Es de las preguntas que más escucho y, con el tiempo, también una de las que aprendí a no tomar tan literal.
Me enseñaron que una pregunta no se responde con otra. Pero en este caso, no sé hacerlo de otra forma.
Y comienza mi preguntadera, para qué es el vino, con quién lo van a tomar, si es para ese momento o para llevar, también pregunto qué han tomado antes, no para encasillar, sino para entender desde dónde parten, qué les ha gustado, qué no y hasta dónde puedo llevarlos. Y sí, también cuánto quieren gastar, no le tengo miedo a esa pregunta, al contrario: me ayuda a aterrizar, a cuidar la experiencia desde un lugar real y no desde la suposición.
Y en medio de todo eso, hay algo que intento descifrar rápido: si realmente están abiertos a que alguien más elija por ellos, o si solo están buscando confirmar una decisión que ya traen hecha.
Porque pasa. Más de lo que uno pensaría.
Empiezo a mover botellas, las saco, las pongo sobre la mesa, las giro un poco para que puedan ver la etiqueta, ahí me ven armando opciones en voz alta, tratando de traducir lo que creo que puede hacer sentido en ese momento.
Y entonces, casi siempre, pasa algo.
Mientras hablo, mientras explico, mientras sigo buscando entre las botellas, alguien se inclina un poco, reconoce una etiqueta y dice: “Ah, este ya lo he probado.” “Ese me gusta.” “Me llevo ese.”
Y ahí, en ese instante, todo cambia.
No porque esté mal, al contrario, es completamente válido, sino porque se hace evidente algo que pocas veces se dice en voz alta: muchas veces no queremos que nos recomienden. Queremos encontrarnos con algo que ya conocemos y quedarnos ahí.
Es una forma de certeza, de no arriesgar, de asegurarse de que todo salga bien.
Pero también están los otros, los que dicen “confío en ti” y lo sostienen.

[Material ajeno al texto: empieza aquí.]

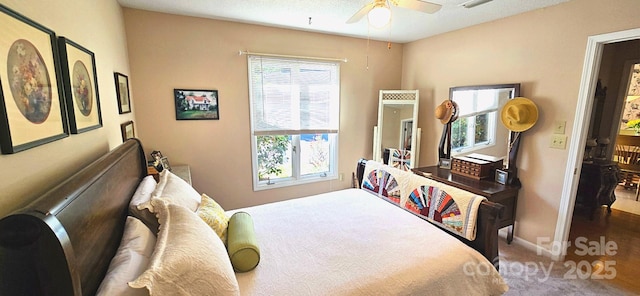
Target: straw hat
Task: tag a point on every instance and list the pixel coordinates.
(447, 111)
(519, 114)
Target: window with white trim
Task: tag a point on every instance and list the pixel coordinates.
(294, 120)
(477, 119)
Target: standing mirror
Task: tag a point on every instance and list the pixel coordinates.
(396, 138)
(478, 128)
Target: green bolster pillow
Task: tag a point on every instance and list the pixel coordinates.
(241, 242)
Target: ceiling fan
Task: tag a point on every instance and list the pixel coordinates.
(379, 12)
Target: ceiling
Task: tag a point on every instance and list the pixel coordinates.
(330, 16)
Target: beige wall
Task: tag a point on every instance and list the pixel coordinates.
(99, 27)
(544, 51)
(169, 51)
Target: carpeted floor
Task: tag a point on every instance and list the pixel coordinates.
(529, 274)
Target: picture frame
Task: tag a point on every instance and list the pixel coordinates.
(32, 109)
(196, 104)
(122, 92)
(502, 176)
(156, 155)
(445, 163)
(165, 164)
(80, 82)
(128, 131)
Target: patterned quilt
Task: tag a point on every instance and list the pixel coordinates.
(448, 206)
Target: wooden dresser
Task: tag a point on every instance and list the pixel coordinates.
(506, 195)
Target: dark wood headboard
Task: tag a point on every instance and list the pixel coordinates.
(63, 242)
(489, 215)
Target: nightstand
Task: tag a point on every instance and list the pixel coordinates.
(182, 171)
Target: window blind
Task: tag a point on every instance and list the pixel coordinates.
(291, 96)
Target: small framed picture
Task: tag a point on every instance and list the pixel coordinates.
(127, 130)
(196, 104)
(80, 86)
(122, 92)
(445, 163)
(502, 176)
(165, 163)
(32, 108)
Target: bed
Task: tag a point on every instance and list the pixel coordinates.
(63, 242)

Los que no regresan a la carta, los que no necesitan comparar, los que no buscan una referencia previa para sentirse seguros. Los que simplemente asienten y dejan que la decisión ocurra del otro lado.
Y eso, aunque no siempre lo parezca es un acto enorme.
Porque en un mundo donde todo el tiempo estamos eligiendo, evaluando, dudando, soltar así no es tan común, cuando alguien hace eso, el servicio cambia.
Ya no estoy solo recomendando, estoy respondiendo a una confianza que no se dijo completa, pero que está ahí.
Y entonces sí, me involucro distinto, afino más, cuido más, pienso no solo en que el vino sea “correcto”, sino en que tenga sentido para ese momento, para esa persona, para lo que está pasando en esa mesa.
Porque pedir recomendación no siempre es lo mismo que confiar.
Confiar de verdad implica otra cosa. Implica soltar el control, aceptar la posibilidad de que algo no sea exactamente lo que esperabas, dejar espacio para la sorpresa, incluso para el error.
Y eso, aunque no lo parezca, incomoda.
Lo veo todos los días, pero también lo reconozco fuera de la barra.
Porque si soy honesta, no siempre es fácil estar del otro lado. No siempre es fácil decir “elige tú” y sostenerlo hasta el final.
Tal vez por eso valoro tanto a quienes sí lo hacen, a quienes llegan, se sientan y, sin saberlo, te dan uno de los gestos más raros en el servicio: confiar sin condiciones.
No siempre es la mejor copa. No siempre es la más impresionante.
Pero casi siempre es la más honesta.
Y al final, de eso se trata.
No de elegir perfecto, sino de dejar que alguien más, por un momento, elija contigo.